What can be done to come out of this anxiety, out of this hate? So that something new can emerge beyond the generalised crisis; the consequences of which are both intimate and collective, subjective and political. Will democracy reclaim its rights, be renewed, find new foundations? Or, on the contrary, will we move towards a repetition of the worst?

Is there always a risk that a pandemic will open the way to a totalitarian system? Already in L’état de siege Camus demonstrated to what extent an epidemic runs the risk of moving towards a totalitarian regime; silently, insidiously, with the consent of all, on the basis of fear.[3] Fear feeds servitude: a voluntary servitude that can take root, undetected. A servitude doubled with distrust. Fear of the virus goes hand in hand with a fear of others. Not a fear of strangers, but a fear of those close to us. Distrust towards others becomes generalised. What will be the result for borders, for social links, for family connections, for the place of children? What will be the consequence for love? What will be the consequence for the self, and for society?
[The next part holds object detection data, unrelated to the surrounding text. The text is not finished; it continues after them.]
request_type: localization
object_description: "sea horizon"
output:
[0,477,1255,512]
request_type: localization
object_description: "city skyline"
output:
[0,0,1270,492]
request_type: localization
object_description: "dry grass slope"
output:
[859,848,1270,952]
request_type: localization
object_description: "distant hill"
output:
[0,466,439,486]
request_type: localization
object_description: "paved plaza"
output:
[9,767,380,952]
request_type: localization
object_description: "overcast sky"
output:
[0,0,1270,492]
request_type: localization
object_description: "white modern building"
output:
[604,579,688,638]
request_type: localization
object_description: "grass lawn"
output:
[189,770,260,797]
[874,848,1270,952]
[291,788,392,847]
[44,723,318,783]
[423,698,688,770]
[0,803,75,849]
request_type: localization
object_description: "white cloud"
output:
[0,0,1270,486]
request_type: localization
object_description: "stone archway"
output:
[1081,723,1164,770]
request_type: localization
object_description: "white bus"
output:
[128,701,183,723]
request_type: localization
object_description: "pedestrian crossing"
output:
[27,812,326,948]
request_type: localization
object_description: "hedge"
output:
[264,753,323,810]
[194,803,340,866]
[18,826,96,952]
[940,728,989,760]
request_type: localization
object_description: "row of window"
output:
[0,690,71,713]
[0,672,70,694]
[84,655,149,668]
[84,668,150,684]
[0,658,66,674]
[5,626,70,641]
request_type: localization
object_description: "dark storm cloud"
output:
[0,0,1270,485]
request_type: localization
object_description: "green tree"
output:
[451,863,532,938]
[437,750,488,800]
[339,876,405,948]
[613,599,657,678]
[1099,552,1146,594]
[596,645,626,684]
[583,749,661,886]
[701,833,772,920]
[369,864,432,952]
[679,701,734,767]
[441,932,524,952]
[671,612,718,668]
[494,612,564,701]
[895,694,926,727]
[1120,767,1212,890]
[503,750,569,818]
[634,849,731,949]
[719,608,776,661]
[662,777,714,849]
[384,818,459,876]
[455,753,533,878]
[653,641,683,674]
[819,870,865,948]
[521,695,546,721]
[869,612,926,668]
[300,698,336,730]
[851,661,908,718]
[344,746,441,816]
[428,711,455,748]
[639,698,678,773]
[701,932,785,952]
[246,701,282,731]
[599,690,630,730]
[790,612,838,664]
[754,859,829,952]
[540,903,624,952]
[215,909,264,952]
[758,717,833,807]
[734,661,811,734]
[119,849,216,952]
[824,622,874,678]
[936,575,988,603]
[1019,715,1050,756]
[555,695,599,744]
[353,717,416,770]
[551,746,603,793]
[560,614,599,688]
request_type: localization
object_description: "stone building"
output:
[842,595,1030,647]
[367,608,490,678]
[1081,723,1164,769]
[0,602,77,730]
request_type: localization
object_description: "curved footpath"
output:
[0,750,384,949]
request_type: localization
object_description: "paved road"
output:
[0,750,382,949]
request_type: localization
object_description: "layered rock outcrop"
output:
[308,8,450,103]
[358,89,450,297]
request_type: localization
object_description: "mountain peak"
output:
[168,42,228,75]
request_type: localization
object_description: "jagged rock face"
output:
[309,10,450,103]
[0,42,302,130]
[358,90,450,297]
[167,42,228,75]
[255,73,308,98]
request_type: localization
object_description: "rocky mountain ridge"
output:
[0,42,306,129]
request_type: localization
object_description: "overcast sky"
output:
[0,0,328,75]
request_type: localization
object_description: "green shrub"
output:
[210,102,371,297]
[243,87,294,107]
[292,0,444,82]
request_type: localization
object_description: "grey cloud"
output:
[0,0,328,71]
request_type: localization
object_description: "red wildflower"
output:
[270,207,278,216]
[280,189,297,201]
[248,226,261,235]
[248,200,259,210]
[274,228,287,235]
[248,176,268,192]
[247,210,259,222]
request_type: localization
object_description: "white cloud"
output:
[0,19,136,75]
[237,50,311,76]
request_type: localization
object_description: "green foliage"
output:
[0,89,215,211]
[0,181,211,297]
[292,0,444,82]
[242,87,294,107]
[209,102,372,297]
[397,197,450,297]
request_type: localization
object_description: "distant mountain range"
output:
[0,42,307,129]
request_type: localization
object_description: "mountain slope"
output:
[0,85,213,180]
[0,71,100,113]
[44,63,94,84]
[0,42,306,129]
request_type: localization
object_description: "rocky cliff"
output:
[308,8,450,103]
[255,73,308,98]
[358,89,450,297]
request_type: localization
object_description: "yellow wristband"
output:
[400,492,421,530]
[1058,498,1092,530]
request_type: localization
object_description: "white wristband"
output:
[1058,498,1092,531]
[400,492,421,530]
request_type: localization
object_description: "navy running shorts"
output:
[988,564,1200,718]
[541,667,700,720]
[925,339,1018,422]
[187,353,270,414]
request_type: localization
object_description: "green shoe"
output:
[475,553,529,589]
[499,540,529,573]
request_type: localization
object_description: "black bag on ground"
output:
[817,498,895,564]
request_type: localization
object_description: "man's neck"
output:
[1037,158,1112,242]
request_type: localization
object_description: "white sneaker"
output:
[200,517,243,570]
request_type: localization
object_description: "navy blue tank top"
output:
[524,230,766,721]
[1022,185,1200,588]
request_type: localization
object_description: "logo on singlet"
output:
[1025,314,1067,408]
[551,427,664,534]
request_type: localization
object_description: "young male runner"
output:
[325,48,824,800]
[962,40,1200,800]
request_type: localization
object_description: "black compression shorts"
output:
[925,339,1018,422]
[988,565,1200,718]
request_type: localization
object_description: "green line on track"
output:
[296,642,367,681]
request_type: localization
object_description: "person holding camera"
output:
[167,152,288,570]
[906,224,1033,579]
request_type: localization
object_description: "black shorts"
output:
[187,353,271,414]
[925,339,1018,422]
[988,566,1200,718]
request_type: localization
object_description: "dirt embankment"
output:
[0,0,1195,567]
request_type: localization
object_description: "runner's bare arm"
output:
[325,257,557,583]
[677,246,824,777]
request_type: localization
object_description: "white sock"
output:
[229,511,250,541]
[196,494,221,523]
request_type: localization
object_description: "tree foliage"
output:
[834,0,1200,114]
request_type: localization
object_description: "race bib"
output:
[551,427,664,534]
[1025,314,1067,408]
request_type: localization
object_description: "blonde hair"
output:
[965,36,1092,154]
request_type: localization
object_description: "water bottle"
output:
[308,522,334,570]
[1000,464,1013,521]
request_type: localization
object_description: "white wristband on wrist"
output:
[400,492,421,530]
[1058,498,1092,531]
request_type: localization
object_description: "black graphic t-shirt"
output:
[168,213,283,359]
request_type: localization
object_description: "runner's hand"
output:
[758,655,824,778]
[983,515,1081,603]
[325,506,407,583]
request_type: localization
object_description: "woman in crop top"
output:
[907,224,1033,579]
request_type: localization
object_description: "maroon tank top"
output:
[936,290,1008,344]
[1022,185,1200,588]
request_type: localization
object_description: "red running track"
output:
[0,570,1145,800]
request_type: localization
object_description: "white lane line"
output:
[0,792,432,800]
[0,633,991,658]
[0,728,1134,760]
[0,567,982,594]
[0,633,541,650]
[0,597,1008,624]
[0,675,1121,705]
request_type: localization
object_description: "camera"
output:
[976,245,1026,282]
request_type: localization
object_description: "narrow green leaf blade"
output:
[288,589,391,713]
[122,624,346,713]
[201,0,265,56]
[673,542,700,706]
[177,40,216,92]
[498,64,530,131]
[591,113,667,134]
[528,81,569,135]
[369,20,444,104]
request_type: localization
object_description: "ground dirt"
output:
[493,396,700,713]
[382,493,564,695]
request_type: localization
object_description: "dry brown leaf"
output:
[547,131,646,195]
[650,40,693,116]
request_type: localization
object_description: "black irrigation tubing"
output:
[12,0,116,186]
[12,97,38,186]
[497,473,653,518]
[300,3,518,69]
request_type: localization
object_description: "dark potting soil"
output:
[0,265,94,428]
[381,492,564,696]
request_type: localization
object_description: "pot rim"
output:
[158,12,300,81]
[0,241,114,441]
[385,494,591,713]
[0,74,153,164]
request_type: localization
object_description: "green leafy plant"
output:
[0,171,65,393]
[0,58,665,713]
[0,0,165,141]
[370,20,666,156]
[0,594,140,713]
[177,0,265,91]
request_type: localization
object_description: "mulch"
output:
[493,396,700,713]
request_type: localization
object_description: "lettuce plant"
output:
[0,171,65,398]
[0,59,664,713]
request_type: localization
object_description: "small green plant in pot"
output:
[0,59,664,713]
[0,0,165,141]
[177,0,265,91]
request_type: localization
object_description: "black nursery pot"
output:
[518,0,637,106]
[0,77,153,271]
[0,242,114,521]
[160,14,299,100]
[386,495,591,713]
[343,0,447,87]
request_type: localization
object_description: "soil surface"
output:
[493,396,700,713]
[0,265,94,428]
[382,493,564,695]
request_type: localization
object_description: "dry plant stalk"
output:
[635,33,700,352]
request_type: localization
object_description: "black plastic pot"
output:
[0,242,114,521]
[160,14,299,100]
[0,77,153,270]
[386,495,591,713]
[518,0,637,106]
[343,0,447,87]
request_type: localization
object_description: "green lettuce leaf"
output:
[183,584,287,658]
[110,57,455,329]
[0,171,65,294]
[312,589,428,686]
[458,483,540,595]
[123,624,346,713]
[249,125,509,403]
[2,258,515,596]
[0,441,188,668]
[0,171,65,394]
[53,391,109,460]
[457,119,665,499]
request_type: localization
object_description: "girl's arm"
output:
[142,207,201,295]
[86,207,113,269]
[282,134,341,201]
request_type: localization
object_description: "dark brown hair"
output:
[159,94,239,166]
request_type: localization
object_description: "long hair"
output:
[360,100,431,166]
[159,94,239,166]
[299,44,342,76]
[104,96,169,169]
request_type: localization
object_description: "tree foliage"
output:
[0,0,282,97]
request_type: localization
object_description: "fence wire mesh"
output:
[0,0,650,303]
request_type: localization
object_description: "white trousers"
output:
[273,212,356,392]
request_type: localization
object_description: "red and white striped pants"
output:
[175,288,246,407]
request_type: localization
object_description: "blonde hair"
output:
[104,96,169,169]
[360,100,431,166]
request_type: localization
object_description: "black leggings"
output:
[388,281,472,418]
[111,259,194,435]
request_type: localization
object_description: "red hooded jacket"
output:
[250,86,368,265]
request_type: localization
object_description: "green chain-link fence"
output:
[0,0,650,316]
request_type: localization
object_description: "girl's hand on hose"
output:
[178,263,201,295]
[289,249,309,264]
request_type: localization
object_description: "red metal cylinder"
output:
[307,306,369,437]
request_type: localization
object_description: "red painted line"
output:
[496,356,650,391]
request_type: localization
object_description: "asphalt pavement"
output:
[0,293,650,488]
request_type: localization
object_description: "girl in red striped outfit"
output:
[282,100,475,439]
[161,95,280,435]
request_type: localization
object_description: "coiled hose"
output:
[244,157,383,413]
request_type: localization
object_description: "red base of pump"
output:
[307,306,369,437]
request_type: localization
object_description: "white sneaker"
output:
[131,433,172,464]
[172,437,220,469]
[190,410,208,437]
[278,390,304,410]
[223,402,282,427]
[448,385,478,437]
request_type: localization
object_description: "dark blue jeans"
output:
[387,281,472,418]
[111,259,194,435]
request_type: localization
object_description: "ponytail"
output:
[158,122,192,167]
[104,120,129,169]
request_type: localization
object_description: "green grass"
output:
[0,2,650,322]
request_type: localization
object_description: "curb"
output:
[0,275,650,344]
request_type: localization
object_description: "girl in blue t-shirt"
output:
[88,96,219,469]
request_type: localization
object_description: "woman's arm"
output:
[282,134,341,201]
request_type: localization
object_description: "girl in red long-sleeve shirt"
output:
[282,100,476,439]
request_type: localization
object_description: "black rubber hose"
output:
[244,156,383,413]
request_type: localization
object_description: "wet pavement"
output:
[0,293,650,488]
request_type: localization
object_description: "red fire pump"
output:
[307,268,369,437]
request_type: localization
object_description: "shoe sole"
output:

But the worst is not always a certainty! In Chinese etymology the word for crisis has a double meaning, between danger and opportunity. How, beyond the crisis, can a place be given back to life – life, in the sense of the whole of the forces that resist death? If there is a death that signals the end of life, there is also death that underpins life. There is a paradoxical connection between death and freedom. As Montaigne says so eloquently: “We do not know where death awaits us; so let us wait for it everywhere. To practise death is to practice freedom”.[4] The outcome can thus be surprising: an outcome that can make use of an impasse to create something new, which no doubt supposes inventing what is not yet known.

Translation by Kirsten Ellerby

Edited by Grace Warren

*Originally published as Ansermet F. La haine au temps du coronavirus, Le Temps, 11.10.2021.

[1] See: Waitzkin, H. (1981) ‘The Social Origins of Illness: A Neglected History’, International Journal of Health Services, 11(1), pp. 77–103. doi:10.2190/5CDV-P4FE-Y6HN-JACD.

[2] Freud, S. (1933b). ‘Why War?’ S.E., 22: 195-218. London: Hogarth. p. 211.

[3] Camus, A. (1948 [1998]) L’état de siège. Paris: Gallimard, “Folio théâtre”.

[4] Montaigne, M. ‘To philosophize is to learn to die’ in The Complete Essays, book I, chap. XX, Trans. M. A. Screech, London: Penguin Classics, 1991, p. 96.